その後、二人は激しい攻防を続けながら戦っている。地雷さん……ちゃんと危ない時は距離をとったり、隙があれば攻めに入ったりして上手に対応している。
「ちゃんと戦えてる。なんか……地雷じゃないみたい」
「そんな事はないさ」
「……えっ?」
本物の地雷さんは自分じゃないみたいって言うけど、ペルソナさんはしっかり地雷さんの真似をしていると思う。地雷さんは同じ失敗をしたり、覚えるのが時間かかったりしてしまうけど……素直に物事を聞くし、ちゃんと出来る人だ。下手にプライドが高い人より教えやすい。
「……あっ」
スマホ画面の地雷さんの声が響いた。どうやらクリス様の攻撃で剣が飛ばされてしまったみたいだ。地雷さんの手から離れた剣は、地雷さんから遠い所に落ちている。

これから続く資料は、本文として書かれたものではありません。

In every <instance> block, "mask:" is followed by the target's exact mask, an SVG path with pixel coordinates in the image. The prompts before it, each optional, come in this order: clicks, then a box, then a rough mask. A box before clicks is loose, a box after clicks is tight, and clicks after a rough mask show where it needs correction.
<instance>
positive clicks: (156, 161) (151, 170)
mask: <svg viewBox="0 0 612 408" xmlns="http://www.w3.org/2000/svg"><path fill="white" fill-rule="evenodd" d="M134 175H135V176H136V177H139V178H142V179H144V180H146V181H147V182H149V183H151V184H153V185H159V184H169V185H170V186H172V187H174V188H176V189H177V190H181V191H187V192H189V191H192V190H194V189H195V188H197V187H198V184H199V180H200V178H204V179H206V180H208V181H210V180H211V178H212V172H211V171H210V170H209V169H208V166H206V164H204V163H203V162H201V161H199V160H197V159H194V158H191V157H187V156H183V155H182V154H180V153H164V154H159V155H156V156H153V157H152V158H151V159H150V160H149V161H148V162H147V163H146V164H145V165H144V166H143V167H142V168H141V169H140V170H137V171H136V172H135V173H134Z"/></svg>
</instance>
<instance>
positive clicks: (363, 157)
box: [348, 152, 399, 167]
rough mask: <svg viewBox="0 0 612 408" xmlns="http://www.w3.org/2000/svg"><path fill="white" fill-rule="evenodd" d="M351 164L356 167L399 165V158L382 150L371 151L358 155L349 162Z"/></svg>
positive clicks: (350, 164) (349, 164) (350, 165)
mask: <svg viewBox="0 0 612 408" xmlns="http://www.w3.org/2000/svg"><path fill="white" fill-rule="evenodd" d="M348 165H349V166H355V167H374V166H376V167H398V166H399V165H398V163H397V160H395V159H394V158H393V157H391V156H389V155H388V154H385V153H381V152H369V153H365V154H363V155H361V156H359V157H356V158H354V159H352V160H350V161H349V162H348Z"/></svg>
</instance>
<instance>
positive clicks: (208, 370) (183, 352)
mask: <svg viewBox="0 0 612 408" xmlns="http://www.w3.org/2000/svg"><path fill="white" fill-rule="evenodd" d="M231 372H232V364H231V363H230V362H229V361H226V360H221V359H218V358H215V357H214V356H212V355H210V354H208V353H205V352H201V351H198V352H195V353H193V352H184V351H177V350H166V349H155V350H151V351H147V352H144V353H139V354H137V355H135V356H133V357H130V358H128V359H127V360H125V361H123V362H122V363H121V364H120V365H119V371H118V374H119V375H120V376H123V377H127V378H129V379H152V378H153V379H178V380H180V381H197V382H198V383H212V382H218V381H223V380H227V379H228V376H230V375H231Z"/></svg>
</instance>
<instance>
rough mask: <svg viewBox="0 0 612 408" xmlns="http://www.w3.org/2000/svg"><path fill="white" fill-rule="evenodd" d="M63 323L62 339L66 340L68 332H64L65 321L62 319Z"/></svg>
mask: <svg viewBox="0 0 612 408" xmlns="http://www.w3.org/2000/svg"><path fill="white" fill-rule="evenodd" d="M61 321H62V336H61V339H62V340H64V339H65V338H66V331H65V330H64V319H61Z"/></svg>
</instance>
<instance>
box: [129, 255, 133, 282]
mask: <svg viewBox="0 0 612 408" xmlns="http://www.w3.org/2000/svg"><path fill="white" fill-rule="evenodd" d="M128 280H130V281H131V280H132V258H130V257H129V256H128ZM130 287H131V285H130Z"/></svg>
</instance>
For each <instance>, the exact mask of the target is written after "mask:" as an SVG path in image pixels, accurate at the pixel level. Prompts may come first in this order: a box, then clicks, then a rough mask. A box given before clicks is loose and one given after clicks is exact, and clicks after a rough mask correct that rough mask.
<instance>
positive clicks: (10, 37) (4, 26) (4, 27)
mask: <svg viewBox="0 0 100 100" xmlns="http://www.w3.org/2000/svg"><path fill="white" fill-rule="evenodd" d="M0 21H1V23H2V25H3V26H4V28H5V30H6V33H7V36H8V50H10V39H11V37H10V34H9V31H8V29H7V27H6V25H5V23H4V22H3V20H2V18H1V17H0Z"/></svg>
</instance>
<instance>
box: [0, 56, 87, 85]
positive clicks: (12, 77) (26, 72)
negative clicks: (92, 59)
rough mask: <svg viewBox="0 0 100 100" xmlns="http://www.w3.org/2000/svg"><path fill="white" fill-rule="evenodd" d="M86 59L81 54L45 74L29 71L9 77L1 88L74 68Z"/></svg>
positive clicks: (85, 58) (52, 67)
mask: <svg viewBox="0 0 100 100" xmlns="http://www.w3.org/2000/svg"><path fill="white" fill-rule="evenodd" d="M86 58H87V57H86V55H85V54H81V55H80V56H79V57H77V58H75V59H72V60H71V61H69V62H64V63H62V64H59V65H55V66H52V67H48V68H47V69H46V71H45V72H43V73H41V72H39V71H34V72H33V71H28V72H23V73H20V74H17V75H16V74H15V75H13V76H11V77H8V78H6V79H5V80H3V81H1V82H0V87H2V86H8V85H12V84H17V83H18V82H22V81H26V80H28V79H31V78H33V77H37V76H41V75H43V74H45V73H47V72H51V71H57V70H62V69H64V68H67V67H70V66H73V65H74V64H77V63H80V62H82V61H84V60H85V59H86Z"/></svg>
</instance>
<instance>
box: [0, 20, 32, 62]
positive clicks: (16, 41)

地雷さんはクリス様から距離をとり、ジリジリと後ずさる……とても剣を取りに行ける感じではない。
「……勝負あったかな?」
俺がそう言った瞬間。地雷さんの叫び声が聞こえた。
「サンダァアアアァアア ストォオオォーーーンンッ!!」
地雷さんは巾着から石をとると、力一杯クリス様に投げつけた。これはちょっと、卑怯じゃないか!?でも、戦いに卑怯もクソもないよな。
「フンッ!!」
でも……俺の心配は不要だったみたいだった。クリス様は飛んできた石を剣で弾き返す。
――ゴッ!!
「ギャッ!!」
跳ね返った石は地雷さんに当たり、そのまま彼女はひっくり返ってしまった。せっかく鼻血も鼻水も止まったというのに……再び鼻血を出している。
「あっ! すまない……」
鼻血を出して白目になりながらのびている地雷さんに、クリス様が近寄って声をかけた。
「いえ、自業自得ですし……大丈夫です」
なぜかスマホを見ている地雷さんがしゃべれない地雷さんにかわって返事をしていた。